Lawmakers Not Ready To Give CIA Last Word On Election

Photo by Stefan Zaklin/Getty Images)

Kerry Picket Political Reporter
Font Size:

WASHINGTON — Elected officials and others in Washington warn that the CIA’s assessment of Russian involvement in the presidential election should not be considered the last word.

Both the FBI and the director of national intelligence, however, reached different conclusions and lawmakers and officials appear irritated that some are using politics to undermine the little information from the intelligence community that has gone public.

New York Republican Rep. Peter King, chairman of the Counterterrorism and Intelligence Subcommittee, told reporters Thursday he never heard anything from the CIA about allegations that Russia tampered with the presidential election.

“To me what happened has been disgraceful. Whatever conclusion they want to come up with is one thing. There is no CIA conclusion. The CIA has repeatedly told us that they have no idea what the intent was, if there is an intent it’s to disrupt the election, create confusion and cast a cloud over the winner. And right now, certain elements of the media, certain elements of the intelligence community and certain politicians are really doing the work of the Russians. They’re creating this uncertain over the election,” King said.

He went on to say, “This is several days before the Electoral College. I’ve been in briefing after briefing and even in public statements the director of national intelligence, the director of the FBI have all said they don’t know what the motive is, if there is a motive it was to disrupt the election, not to prefer one candidate over the other. To suddenly have it appear in the Washington Post and the New York Times that the intelligence community…has concluded this. Who? Who in the CIA? Is it John Brennan? Is it some rogue person behind a desk somewhere? People in the intelligence community are using this against the president-elect of the United States and that is disgraceful.”

Outgoing Secretary of State John Kerry downplayed the intelligence reports relating to Russia’s involvement in the election as well telling reporters at a Thursday briefing, “Well, let me – look, I am not going to start making comments at this point.
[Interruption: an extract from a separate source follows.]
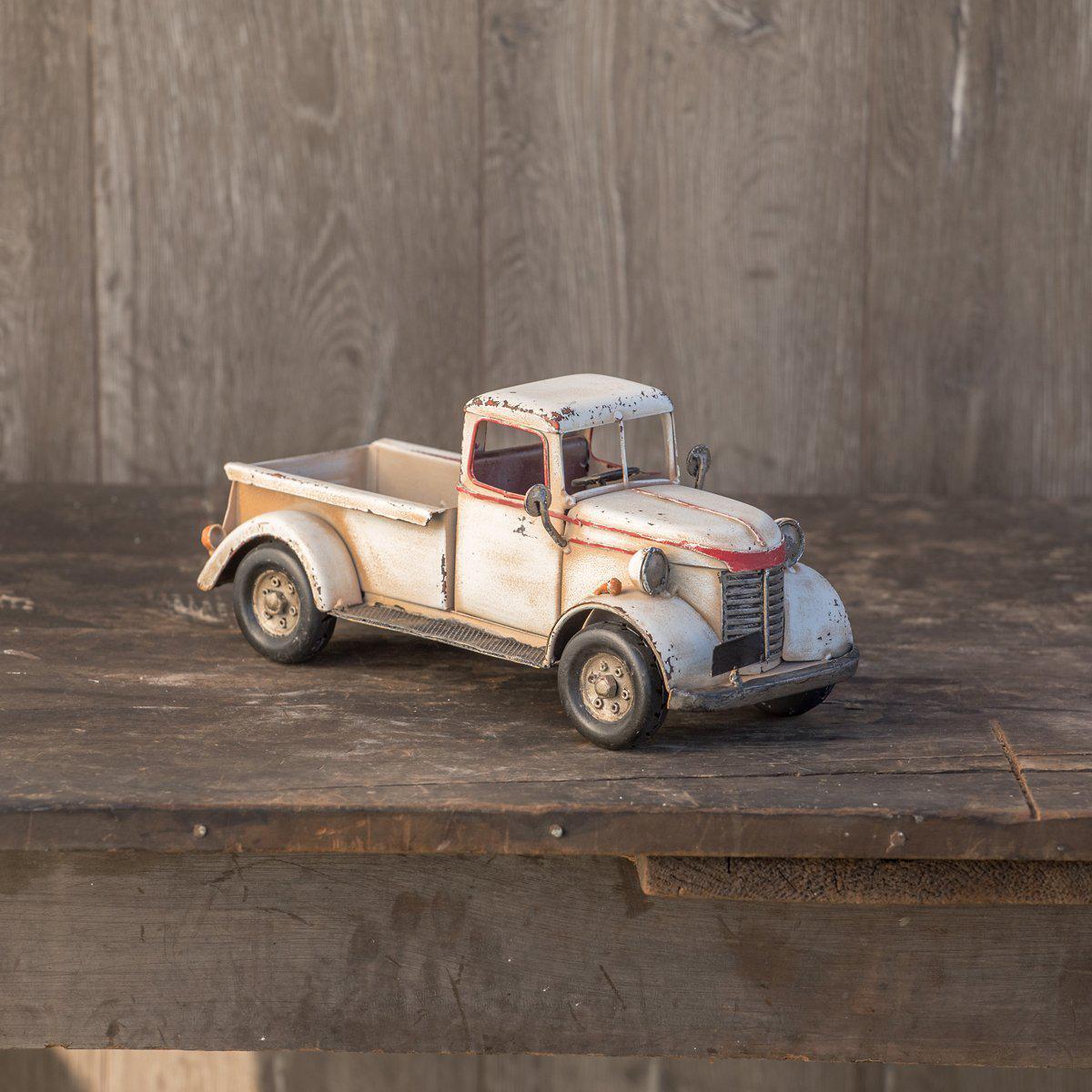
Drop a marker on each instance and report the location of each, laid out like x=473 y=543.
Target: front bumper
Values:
x=785 y=680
I haven’t commented on this publicly because of the job I do.”

He added, “I’m not going to comment on anonymous reports from ‘intelligence officials’ that are not identified that have quotes around the concept of intelligence officials,” Kerry went on to say.

One intelligence source close to the CIA told The Daily Caller on Tuesday pointed the finger directly at CIA Director John Brennan as the person at the agency pushing a political agenda behind the scenes.

“The bigger issue with Brennan is he strictly is a political operative… I know the guys at the operational level at the agency are not happy that he’s out there doing this stuff. He’s committing the same exact mistake that Comey made with the bureau. It goes to the security organization becoming so politicized that they are polluting the way the system even works,” the source said.

Others have made this assertion about Brennan including a former Army intelligence officer, The Daily Caller previously reported.

House Intelligence Committee Chairman Devin Nunes, who is spearheading the House investigation on allegations of Russia’s efforts to taint the election became frustrated with the intelligence community Thursday when four agencies — the CIA, the FBI, the National Security Agency and Office of the Director of National Intelligence — refused to come to Capitol Hill to brief his committee on the matter, asking instead for a delay.

“The Committee is deeply concerned that intransigence in sharing intelligence with Congress can enable the manipulation of intelligence for political purposes. The Committee will continue its efforts and will insist that we receive all the necessary cooperation from the relevant leaders of the Intelligence Community,” Nunes remarked in a statement released Wednesday.